Camat Kedawen Mochamad Tarom menyebutkan, berkat minyak tersebut Desa Wonocolo tercatat pernah menjadi desa terkaya di Bojonegoro pada 1979. Karena berstatus desa terkaya, warga membangun balai desa terendah di Bojonegoro saat itu. 

Tambang minyak tradisional tersebar di lima desa, yakni Hargomulyo, Wonocolo, Beji, Kedewan, dan Desa Kawengan, dengan total lebih dari 500 titik. "Tapi saat ini tidak semuanya bisa berproduksi," katanya.

Dia memprediksi, aktivitas eksplorasi lantung itu tidak akan lama lagi, karena itu pihak Pemkab Bojonegoro dan Pertamina EP Asset 4 Field Cepusejak April lalu menetapkan kawasan Desa Wonocolo Kecamatan Kedewan sebagai destinasi wisata baru di Kabupaten Bojonegoro, yang bertema wisata migas. 

"Kebijakan itu agar warga penambang tidak terus berharap pemasukan dari aktivitas penambangan, ada alternatif sektor wisata yang bisa dimanfaatkan," terangnya.

KOMPAS.com/Achmad Faizal Tempat penyulingan minyak mentah di lapangan tambang minyak tradisional Desa Wonocolo, Kecamatan Kedewan, Bojonegoro, Jawa Timur
Kepala Bidang Pengembangan Usaha Seni Dan Budaya, Dinas Kebudayaan dan Pariwisata Bojonegoro, Budiyanto, mengklaim wisata migas di Desa Wonocolo itu adalah yang pertama di Indonesia. Karena hampir sama dengan kawasan minyak di Amerika Serikat yakni Texas, kawasan tersebut juga diberi nama serupa, yakni Teksas Wonocolo.

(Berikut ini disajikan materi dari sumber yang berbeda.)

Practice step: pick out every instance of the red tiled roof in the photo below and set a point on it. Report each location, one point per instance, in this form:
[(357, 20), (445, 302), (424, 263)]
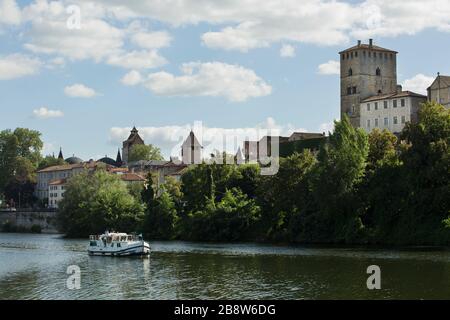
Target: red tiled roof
[(131, 177), (368, 47), (393, 96), (58, 182)]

"Bukan Texas tapi Teksas, yang merupakan singkatan dari Tekad Selalu, Aman dan Sejahtera," jelasnya.

Struktur tanah yang berbukit di kawasan tersebut cocok untuk dipakai medan operasional mobil jeep dan off road, serta motor trail. Di kanan dan kiri jalurnya dilengkapi pemandangan aktivitas warga di tambang minyak tradisional. 

"Yang sudah ada saat ini titik gardu pandang sebagai titik lokasi untuk melihat sumur-sumur tua dari jarak dekat, serta rumah singgah yang didesain sebagai museum pendidikan migas," ucapnya.

Wisata migas di Desa Wonocolo tidak lepas dari Bojonegoro yang kaya minyak dan gas bumi di Jawa Timur. Bupati Bojonegoro, Suyoto bahkan menyebut, 20 persen cadangan energi nasional ada di Bojonegoro.

Di kabupaten perbatasan Jawa Timur dan Jawa Tengah itu, ada empat blok minyak dan gas bumi yaitu lapangan Banyu Urip Blok Cepu yang dikelola ExxonMobil Cepu Limited (EMCL), lapangan Sukowati yang dikelola Joint Operating Body Pertamina-Petrochina East Java (JOB PPEJ). 

Kemudian lapangan sumur tua Wonocolo yang dikelola Pertamina EP Asset IV Cupu; dan lapangan Tiung Biru yang dikelola Pertamina EP Asset IV Cepu. 

Selain itu, lapangan gas bumi Jambaran Tiung Biru yang masih tahap eksplorasi dan dikembangkan Pertamina EP Cepu.

Cadangan migas lapangan Banyu Urip Blok Cepu, kata Suyoto, diperkirakan mencapai 450 juta barrel. Saat ini puncak produksi lapangan migas Banyu Urip Blok Cepu telah tercapai yaitu 165.000-170.000 barrel per hari.

"Produksi minyak di Bojonegoro ini menyumbang 20 persen produksi minyak nasional," ujarnya.

Sementara cadangan gas bumi lapangan Jambaran Tiung Biru mencapai 12 juta kaki kubik. Lapangan JTB ditargetkan mulai (JTB) produksi sebesar 227 kaki kubik gas bumi per hari pada kuartal pertama 2019, dan mencapai puncak produksi sebesar 315 MMSCFD pada 2020.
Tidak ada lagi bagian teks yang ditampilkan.